Unexpectedly, fructose shows an opposite effect on the CRY1 stability when compared with its effect on ChREBPα (Fig. S6). In primary mouse hepatocytes, CRY1-WT became destabilized in the presence of fructose. In contrast, CRY1–585KA, a mutant resistant to DDB1-mediated degradation, remained stable, suggesting that DDB1 may target CRY1 at lysine 585 for fructose-induced CRY1 degradation. We previously reported that the DDB1-CUL4A complex acts as an E3 ligase to promote the CRY1 ubiquitination and degradation during circadian cycles [19]. Our current findings for the first time indicate this pathway is also involved in the nutrient-induced CRY1 turnover. What is still unclear is how fructose utilizes DDB1 to degrade CRY1. Fructose was found to induce the AMPK activity by depleting cellular ATP [30]. It has been reported that AMPK promotes the CRY1 degradation via direct phosphorylation [31]. Whether AMPK is required for the fructose-induced CRY1 degradation will be investigated in the future.

Given the critical role of CRY1 in the circadian clock, it would be of great interest to study the impact of fructose on the molecular circadian clock in both cells and whole animals. In fact, a study from the Froy group showed that fructose impairs the molecular circadian clock in hepatocytes while increasing the amplitude of circadian gene oscillations in muscle cells [32]. It is tantalizing to hypothesize that fructose modulates the circadian clock via the regulation of CRY1 turnover.

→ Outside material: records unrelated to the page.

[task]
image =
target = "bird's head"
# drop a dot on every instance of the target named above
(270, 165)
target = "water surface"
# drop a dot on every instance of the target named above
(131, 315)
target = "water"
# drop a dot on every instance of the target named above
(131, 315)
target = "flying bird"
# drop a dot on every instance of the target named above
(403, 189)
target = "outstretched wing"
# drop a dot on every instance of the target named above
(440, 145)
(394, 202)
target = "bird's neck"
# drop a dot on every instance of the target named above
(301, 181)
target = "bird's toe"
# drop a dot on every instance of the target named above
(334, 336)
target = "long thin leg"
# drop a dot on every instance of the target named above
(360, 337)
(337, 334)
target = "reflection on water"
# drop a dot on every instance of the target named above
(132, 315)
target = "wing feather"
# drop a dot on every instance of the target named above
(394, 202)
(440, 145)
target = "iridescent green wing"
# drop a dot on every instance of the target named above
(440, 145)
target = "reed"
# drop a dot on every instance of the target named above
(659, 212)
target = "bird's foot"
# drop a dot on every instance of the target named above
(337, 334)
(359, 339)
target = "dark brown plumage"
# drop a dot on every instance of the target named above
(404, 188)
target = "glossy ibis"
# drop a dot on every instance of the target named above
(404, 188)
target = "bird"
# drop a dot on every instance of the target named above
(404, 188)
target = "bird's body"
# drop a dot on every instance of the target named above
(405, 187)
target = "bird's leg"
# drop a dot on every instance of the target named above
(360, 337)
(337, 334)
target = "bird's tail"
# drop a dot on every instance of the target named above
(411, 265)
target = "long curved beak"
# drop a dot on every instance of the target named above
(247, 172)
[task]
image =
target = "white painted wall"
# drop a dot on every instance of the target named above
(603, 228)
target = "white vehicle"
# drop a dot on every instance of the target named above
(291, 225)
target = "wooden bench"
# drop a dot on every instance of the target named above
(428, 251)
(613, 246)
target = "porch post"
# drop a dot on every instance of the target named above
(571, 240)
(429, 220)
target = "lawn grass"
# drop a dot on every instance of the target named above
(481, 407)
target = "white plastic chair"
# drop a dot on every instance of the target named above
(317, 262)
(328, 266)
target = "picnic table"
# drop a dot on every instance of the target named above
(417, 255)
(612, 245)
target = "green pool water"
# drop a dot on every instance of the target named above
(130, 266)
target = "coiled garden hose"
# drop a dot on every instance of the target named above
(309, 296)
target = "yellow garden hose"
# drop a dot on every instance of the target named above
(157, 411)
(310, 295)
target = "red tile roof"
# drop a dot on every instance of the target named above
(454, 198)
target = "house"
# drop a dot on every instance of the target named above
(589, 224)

An in-depth understanding of the mechanisms by which fructose promotes CRY1 degradation could shed light on how fructose intake affects human circadian physiology.

In summary, we identified a novel ubiquitination-dependent pathway critical for hepatic metabolism upon fructose intake. Within this pathway, elevated DDB1 degrades CRY1 to promote the ChREBPα stability and its lipogenic action in the liver in response to high-fructose diet feeding. Conversely, loss of Ddb1 hepatocytes abrogates the lipogenic response to high-fructose diet due to ChREBPα destabilization in the liver. Our study provides a rationale for targeting DDB1 or CRY1 to treat fructose-associated metabolic impairments.

We acknowledge that our animal experiments were designed to test the acute response to fructose influx in Ddb1-deleted hepatocytes. Our current study does not provide detailed biochemical mechanisms in spite of the novel finding of CRY1 as a destabilizing factor for ChREBPα.